- Description: Bananas from Virupakshi region
- Type: Agricultural
- Area: Virupakshi, Dindigul district, Tamil Nadu
- Country: India
- Registered: 2008–09

= Virupakshi Hill Banana =

Banana cultivar from the Western Ghats, India

Virupakshi Hill Banana is a type of banana grown in the Virupakshi region in the Palani Hills of Western Ghats in the Indian state of Tamil Nadu. It was declared as a Geographical indication in 2008–09.

== Description ==
The banana is cultivated at higher altitudes along the Palani Hills in the Western Ghats. It is often grown as a rain-fed crop grown during the South-west monsoon season. In the 1990s, cultivation areas were reduced by more than 90% as the crop was severely affected by Banana bunchy top virus. With various steps taken to alleviate the same, cultivation has expanded in the past decade.

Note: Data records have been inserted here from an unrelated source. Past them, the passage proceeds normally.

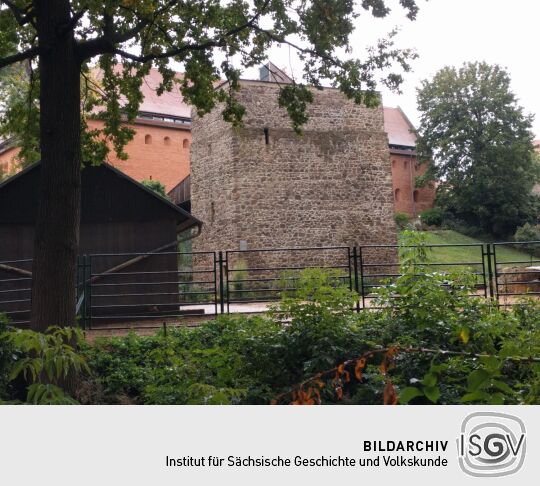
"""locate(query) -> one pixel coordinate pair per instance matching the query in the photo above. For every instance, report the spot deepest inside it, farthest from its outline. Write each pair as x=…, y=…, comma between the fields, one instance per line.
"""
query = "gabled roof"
x=184, y=219
x=399, y=128
x=169, y=103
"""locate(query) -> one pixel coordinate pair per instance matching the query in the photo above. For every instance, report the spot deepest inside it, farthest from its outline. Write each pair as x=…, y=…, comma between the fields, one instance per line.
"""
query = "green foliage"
x=155, y=186
x=432, y=217
x=480, y=143
x=45, y=361
x=402, y=220
x=457, y=348
x=6, y=357
x=130, y=38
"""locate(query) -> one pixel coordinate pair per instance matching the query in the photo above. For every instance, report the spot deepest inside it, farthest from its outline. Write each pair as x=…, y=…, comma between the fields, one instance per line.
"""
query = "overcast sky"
x=451, y=32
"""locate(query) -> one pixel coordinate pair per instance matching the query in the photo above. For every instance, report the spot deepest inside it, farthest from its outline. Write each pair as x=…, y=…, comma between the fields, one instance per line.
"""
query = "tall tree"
x=480, y=143
x=210, y=38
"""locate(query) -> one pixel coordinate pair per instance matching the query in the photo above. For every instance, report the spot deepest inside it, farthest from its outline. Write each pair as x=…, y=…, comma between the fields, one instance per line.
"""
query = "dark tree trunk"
x=57, y=227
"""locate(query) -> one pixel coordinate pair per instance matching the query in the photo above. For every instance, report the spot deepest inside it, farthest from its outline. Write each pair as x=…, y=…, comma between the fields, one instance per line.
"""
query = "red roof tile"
x=399, y=128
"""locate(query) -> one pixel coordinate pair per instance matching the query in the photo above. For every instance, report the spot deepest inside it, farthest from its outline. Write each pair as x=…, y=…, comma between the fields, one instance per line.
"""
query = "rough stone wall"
x=330, y=187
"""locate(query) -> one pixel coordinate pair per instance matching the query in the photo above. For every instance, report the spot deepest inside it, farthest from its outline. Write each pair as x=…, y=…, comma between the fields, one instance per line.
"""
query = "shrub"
x=6, y=353
x=402, y=220
x=527, y=232
x=432, y=217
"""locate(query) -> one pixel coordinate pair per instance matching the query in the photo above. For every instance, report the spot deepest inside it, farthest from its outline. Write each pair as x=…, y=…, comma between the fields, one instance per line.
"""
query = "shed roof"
x=105, y=177
x=398, y=127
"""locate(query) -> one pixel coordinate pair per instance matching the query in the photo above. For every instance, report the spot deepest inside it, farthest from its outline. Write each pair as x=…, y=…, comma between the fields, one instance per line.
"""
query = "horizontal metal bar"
x=165, y=316
x=179, y=294
x=517, y=294
x=514, y=262
x=16, y=261
x=100, y=255
x=160, y=272
x=15, y=279
x=271, y=269
x=516, y=243
x=231, y=291
x=430, y=264
x=156, y=304
x=445, y=245
x=312, y=248
x=178, y=282
x=14, y=301
x=14, y=290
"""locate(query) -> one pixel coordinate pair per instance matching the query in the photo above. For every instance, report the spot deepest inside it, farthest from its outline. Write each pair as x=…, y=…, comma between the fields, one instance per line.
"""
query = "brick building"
x=160, y=147
x=262, y=186
x=408, y=198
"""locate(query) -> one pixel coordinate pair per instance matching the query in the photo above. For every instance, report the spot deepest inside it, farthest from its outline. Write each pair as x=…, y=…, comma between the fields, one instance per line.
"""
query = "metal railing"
x=120, y=289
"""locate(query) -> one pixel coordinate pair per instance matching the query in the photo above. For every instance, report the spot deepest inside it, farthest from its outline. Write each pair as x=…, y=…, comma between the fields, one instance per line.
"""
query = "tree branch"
x=21, y=56
x=107, y=43
x=23, y=16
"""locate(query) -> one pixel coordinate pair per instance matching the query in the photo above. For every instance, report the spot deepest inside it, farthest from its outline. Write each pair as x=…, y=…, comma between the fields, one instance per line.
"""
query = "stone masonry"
x=332, y=186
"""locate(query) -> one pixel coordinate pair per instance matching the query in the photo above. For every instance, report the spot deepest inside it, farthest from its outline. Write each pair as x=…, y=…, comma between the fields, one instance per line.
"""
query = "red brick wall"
x=8, y=163
x=157, y=159
x=408, y=198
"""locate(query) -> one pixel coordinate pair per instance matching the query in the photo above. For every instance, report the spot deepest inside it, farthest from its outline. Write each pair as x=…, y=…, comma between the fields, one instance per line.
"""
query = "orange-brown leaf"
x=360, y=365
x=390, y=395
x=383, y=366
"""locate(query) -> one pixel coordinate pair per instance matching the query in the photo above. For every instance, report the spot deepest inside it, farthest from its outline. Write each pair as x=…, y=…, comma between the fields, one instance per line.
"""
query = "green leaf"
x=432, y=393
x=501, y=385
x=429, y=380
x=476, y=379
x=479, y=396
x=409, y=393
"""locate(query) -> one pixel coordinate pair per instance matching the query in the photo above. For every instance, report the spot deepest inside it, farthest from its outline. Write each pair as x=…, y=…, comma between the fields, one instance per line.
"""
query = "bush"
x=527, y=232
x=402, y=220
x=6, y=353
x=432, y=217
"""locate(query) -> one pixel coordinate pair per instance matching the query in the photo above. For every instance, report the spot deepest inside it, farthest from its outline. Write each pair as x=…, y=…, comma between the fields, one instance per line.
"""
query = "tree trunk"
x=57, y=226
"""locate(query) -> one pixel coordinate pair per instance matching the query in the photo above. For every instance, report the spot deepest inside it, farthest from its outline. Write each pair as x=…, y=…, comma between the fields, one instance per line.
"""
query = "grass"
x=469, y=255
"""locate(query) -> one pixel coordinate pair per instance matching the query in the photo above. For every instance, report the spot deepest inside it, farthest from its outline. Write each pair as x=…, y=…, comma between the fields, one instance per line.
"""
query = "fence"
x=119, y=289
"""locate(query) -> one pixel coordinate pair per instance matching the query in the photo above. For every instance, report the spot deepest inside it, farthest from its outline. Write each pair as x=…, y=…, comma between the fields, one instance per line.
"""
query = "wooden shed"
x=121, y=221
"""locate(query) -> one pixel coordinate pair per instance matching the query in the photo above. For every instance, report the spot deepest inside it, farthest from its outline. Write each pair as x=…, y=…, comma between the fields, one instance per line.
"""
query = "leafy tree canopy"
x=61, y=41
x=212, y=40
x=480, y=143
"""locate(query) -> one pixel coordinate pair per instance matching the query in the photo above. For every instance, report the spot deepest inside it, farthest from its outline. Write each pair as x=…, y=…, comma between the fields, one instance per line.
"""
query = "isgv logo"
x=491, y=444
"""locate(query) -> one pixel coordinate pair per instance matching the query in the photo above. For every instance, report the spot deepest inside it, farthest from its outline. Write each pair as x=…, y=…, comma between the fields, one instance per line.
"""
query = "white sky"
x=451, y=32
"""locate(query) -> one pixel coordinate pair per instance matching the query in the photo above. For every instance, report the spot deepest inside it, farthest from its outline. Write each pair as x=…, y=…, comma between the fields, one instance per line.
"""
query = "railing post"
x=221, y=287
x=362, y=291
x=491, y=277
x=356, y=284
x=88, y=291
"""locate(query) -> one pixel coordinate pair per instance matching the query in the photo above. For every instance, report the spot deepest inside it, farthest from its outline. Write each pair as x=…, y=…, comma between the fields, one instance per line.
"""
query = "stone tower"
x=262, y=186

Each tree bears a bunch of 70-100 fruits, which are first harvested after 18 months. The fruits are yellowish-green in color and is known for its unique smell and sweetness. The ripe fruits are firm with a thicker peel. The fruit is one of the five ingredients used in the Palani Panchamirtham, a unique panchamrita, made at the Dhandayuthapani Swamy Temple in Palani.